That made him feel a bit the way I did, and when next he spoke, his tone had lost its hopefulness.

“Then you think it’ll be no use telling the Second Mate and the Skipper anything?” he asked.

“I don’t know,” I replied. “I’ve been thinking about it, and it can’t do any harm. I’ve a very good mind to.”

“I should,” he said. “You needn’t be afraid of anybody laughing at you, now. It might do some good. You’ve seen more than anyone else.”

He stopped in his walk, and looked round.

“Wait a minute,” he said, and ran aft a few steps. I saw him look up at the break of the poop; then he came back.

“Come along now,” he said. “The Old Man’s up on the poop, talking to the Second Mate. You’ll never get a better chance.”

Still I hesitated; but he caught me by the sleeve, and almost dragged me to the lee ladder.

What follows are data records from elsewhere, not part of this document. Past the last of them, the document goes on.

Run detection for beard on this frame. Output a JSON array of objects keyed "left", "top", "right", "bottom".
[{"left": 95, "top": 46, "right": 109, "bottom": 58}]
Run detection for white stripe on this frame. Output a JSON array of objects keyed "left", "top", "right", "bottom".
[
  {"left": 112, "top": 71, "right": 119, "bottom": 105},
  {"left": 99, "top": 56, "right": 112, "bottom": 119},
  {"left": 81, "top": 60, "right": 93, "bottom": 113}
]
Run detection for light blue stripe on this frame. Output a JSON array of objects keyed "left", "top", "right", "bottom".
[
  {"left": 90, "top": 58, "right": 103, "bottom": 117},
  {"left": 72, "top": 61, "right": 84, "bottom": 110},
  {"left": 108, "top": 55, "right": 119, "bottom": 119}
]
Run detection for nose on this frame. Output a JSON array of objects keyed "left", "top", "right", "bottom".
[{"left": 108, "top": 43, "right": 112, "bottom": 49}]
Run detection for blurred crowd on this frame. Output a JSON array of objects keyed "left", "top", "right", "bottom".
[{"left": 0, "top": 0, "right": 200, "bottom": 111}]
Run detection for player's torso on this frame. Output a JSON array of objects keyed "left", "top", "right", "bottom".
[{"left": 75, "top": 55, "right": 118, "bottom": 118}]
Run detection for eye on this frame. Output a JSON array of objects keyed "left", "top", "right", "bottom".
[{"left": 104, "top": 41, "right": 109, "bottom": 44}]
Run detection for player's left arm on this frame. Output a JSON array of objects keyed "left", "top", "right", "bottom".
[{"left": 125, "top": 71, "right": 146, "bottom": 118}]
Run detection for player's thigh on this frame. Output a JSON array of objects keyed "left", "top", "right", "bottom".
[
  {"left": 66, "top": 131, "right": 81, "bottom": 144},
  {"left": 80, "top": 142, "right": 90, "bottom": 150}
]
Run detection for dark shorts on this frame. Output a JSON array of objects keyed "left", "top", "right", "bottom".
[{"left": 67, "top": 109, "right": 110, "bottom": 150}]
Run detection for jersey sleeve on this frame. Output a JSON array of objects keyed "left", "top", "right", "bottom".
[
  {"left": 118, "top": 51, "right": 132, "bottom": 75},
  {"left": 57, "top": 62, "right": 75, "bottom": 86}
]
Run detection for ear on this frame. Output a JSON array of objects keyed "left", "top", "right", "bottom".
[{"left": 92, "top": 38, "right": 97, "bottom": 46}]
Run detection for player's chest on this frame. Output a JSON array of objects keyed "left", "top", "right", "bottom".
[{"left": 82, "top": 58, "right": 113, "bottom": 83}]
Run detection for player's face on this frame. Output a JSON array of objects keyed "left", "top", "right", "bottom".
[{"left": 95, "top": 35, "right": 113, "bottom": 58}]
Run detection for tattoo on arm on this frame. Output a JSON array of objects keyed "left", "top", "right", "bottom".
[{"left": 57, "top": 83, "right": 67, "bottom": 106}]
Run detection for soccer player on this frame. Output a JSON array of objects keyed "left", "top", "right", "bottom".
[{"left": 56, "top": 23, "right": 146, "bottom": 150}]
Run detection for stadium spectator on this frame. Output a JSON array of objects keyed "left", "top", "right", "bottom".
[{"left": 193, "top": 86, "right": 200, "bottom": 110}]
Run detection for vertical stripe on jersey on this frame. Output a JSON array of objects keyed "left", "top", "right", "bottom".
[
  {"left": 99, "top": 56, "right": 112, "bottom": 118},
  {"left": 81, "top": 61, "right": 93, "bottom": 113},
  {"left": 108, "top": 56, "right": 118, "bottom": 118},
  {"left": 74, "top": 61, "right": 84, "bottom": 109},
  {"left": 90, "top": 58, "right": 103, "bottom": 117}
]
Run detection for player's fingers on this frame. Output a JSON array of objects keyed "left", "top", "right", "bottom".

“All right,” I said, when I got there. “All right, I’ll come. Only I’m hanged if I know what to say when I get there.”

“Just tell them you want to speak to them,” he said. “They’ll ask what you want, and then you spit out all you know. They’ll find it interesting enough.”

“You’d better come too,” I suggested. “You’ll be able to back me up in lots of things.”

“I’ll come, fast enough,” he replied. “You go up.”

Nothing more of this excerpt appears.